I think this also has repercussions in how various groups view each other. Coarse grained manipulation seems to focus on the interplay of body movement with their object while fine grained manipulation tends to focus on exploring the space of visual patterns able to be created by their object. This can have the coarse grained manipulators see the fine grained manipulators as "tech nerds" while the fine grained manipulators view the coarse grained manipulators as "too dancey".

Friday, April 2, 2010

Graphical Models and Algebraic Statistics

So most people who know me in an academic setting know that I have a thing for algebraic statistics. I'm kind of like a cheerleader for it than an expert in it. I know some algebra and have read a few chapters of various books on the subject of algebraic statistics but I certainly have never grasped it enough to do anything meaningful. I wonder though if there is any cool relationship potentially between graphical models and algebraic statistics. My basis for this, absolutely nothing but that I like both of these objects and it would be neat for them to have cool intertwining properties.

I wish that algebraic statistics had more clear uses to it that would make the large amount of time I'd have to invest in it worthwhile but if someday these two things have cool properties, well I called it here first!

Thursday, April 1, 2010

GPUs and science?

I just attended an invited talk on how someone used GPU computing to process bioacoustic information and resulted in around a ~10x speed increase. Our research computing department has been kicking around the idea of if and how it should support or engage in GPU computing. Inevitably the question always arises, is this useful and when?

I've found myself sort of drawn to GPU computing and CUDA since I first found out about it. Maybe it's the pretty bar graphs showing the increase in speed or maybe it's the idea that it's really "cutting edge" computing but throughout this whole year I've been thinking about it a lot. A lot of people have made some very good points that for doing science, it may be too early to jump on board unless your problem is easily GPU-ized and you need it answered now. The major issues with GPU adoption are:

1) It's so young. What will be the dominant API is likely not whatever is available now. Nvidia released the CUDA SDK in 2007 and they've just released an update that pretty drastically changes it with the inclusion of C++ among other things.

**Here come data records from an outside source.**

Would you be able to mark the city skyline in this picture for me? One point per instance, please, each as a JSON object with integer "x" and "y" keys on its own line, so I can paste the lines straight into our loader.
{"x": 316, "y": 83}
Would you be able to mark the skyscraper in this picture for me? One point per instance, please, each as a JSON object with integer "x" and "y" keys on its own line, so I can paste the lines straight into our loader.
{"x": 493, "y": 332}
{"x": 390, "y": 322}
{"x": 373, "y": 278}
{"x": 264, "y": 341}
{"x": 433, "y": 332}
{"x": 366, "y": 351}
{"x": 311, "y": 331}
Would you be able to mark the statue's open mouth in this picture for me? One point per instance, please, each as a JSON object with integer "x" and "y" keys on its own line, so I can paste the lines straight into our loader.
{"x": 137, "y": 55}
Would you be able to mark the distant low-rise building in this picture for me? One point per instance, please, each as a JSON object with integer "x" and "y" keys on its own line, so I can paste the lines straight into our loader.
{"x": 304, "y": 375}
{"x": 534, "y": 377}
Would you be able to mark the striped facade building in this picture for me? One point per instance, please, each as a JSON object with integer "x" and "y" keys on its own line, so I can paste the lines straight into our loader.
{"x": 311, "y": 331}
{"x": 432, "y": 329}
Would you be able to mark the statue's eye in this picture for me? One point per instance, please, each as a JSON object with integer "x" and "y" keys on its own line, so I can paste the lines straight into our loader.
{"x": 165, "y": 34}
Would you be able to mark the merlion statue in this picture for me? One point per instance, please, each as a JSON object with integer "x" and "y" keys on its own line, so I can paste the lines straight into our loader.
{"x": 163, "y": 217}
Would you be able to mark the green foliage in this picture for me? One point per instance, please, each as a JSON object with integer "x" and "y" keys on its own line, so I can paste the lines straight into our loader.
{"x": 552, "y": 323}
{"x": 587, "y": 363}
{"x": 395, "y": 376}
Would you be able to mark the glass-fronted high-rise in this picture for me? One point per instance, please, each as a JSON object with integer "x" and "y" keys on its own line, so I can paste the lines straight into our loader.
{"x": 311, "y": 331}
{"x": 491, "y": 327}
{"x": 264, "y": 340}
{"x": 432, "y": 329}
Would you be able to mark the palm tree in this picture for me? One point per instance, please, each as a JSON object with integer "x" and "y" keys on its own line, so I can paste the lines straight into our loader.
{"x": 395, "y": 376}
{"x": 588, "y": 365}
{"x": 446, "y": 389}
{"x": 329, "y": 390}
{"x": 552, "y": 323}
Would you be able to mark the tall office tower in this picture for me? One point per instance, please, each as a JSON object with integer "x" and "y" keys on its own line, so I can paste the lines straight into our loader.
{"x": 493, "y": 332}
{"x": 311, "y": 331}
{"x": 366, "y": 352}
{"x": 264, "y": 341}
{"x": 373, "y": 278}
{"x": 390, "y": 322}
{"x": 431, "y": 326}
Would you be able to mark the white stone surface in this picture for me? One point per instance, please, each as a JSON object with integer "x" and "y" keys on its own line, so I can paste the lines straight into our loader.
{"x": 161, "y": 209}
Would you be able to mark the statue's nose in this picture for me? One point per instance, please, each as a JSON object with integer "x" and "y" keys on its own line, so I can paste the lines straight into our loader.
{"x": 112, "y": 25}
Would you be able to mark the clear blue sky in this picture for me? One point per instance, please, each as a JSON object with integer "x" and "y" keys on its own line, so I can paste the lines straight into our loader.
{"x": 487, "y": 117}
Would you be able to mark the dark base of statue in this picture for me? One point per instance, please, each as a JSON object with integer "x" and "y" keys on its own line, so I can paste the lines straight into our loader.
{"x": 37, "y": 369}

2) GPU's are the next math co-processor. It's only a matter of time until they are fully integrated onto CPUs, AMD has plans to do this by 2012 with bulldozer and Intel attempted to do this recently with Larrabee. Once this happens you won't need any fancy-shmancy GPU code, everything will just happen automatically.

3) Which leads us to the last major issue. Coding for the GPU while definitely easier than it used to be pre-CUDA and openCL is still a major pain in the ass. So far I've mainly coded in high level languages like java, perl, python, ruby with fun, convenient things like garbage collection. With GPU computing I'm suddenly much closer to the hardware. I never learned lower level coding because to me it seemed tangential to what I wanted to do but now with the dramatic potential speed increases GPU computing offers it's really tempting to struggle with it.

Despite these major issues concerning GPU computing I'm still going to forge ahead I think. Thinking in these massively parallel ways has proven to be a lot of fun in its own right and that's the point of academia in my mind, to have fun and increase the knowledge of humanity.

Wednesday, March 31, 2010

What I'm trying to do here.

So I guess I'm going to this symposium on network biology in boston in a few weeks Network Biology 2 and I figure the best way to remember what happens is to right it down. But what is writing stuff down without sharing it for nobody to see? Thus this blog is born. I'm going to attempt to use this blog to post about ideas I have around my research and school and object manipulation.

I fully expect for this to be dead in a week.